En la retirada afgana, surge una doctrina Biden

WASHINGTON – En el caótico final de la guerra de 20 años de Estados Unidos en Afganistán, está surgiendo una Doctrina Biden: una política exterior que evita las tácticas agresivas de las guerras eternas y la construcción de la nación, al tiempo que une aliados contra el autoritarismo de las potencias emergentes.

El presidente Biden comenzó a definir esta doctrina el martes cuando declaró el fin de “una era de grandes operaciones militares para rehacer otros países”, ofreciendo lo que dijo era una mejor manera de proteger los intereses estadounidenses en todo el mundo a través de la diplomacia, el antiterrorismo dirigido por los militares. habilidades y acción contundente cuando sea necesario.

Pero el final desordenado de la guerra ha puesto al descubierto las tensiones inherentes a la política exterior de Biden, que exige un regreso a la protección de los derechos humanos y la promoción de la democracia, pero solo cuando sea compatible con los objetivos de Estados Unidos. La retirada del presidente de Afganistán deja en claro que consideraba que arriesgar más vidas estadounidenses allí ya no era del interés nacional de Estados Unidos.

“En cierto nivel, parece estar aplicando un estándar de si yo no enviaría a mi hijo a esta guerra, entonces, como presidente, no debería pedirle a nadie más que envíe a sus hijos”, dijo Michèle A. Flournoy, ex subsecretario de Defensa durante la administración Obama. “Francamente, ese es un estándar que deberíamos esperar que todos los presidentes apliquen”.

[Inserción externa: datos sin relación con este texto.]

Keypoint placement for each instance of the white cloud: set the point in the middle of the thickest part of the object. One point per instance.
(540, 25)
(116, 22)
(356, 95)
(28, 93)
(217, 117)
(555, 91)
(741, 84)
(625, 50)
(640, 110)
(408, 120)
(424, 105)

Pero, agregó, “es importante hacer una distinción entre su apetito por la construcción de una nación, que es esencialmente nulo, versus su apetito por usar la fuerza si es necesario para defender la seguridad nacional de Estados Unidos, que creo que sigue siendo bastante fuerte”.

La Doctrina Biden ve a China como el competidor existencial de Estados Unidos, Rusia como un disruptor, Irán y Corea del Norte como proliferadores de armas nucleares, las amenazas cibernéticas como en constante evolución y el terrorismo extendiéndose mucho más allá de Afganistán.

En reuniones de la Casa Blanca sobre muchos de esos temas, el presidente ha indicado que se siente cómodo con la idea de respaldar la diplomacia estadounidense con una postura militar vigorosa, dijeron funcionarios de la administración. Está ansioso por recordarle a Irán las habilidades de ataque de Estados Unidos, como lo hizo la semana pasada cuando dijo en declaraciones públicas durante una reunión con el primer ministro Naftali Bennett de Israel que si la diplomacia no lograba frenar las ambiciones nucleares de Irán, él estaba “listo para recurrir a otras opciones.”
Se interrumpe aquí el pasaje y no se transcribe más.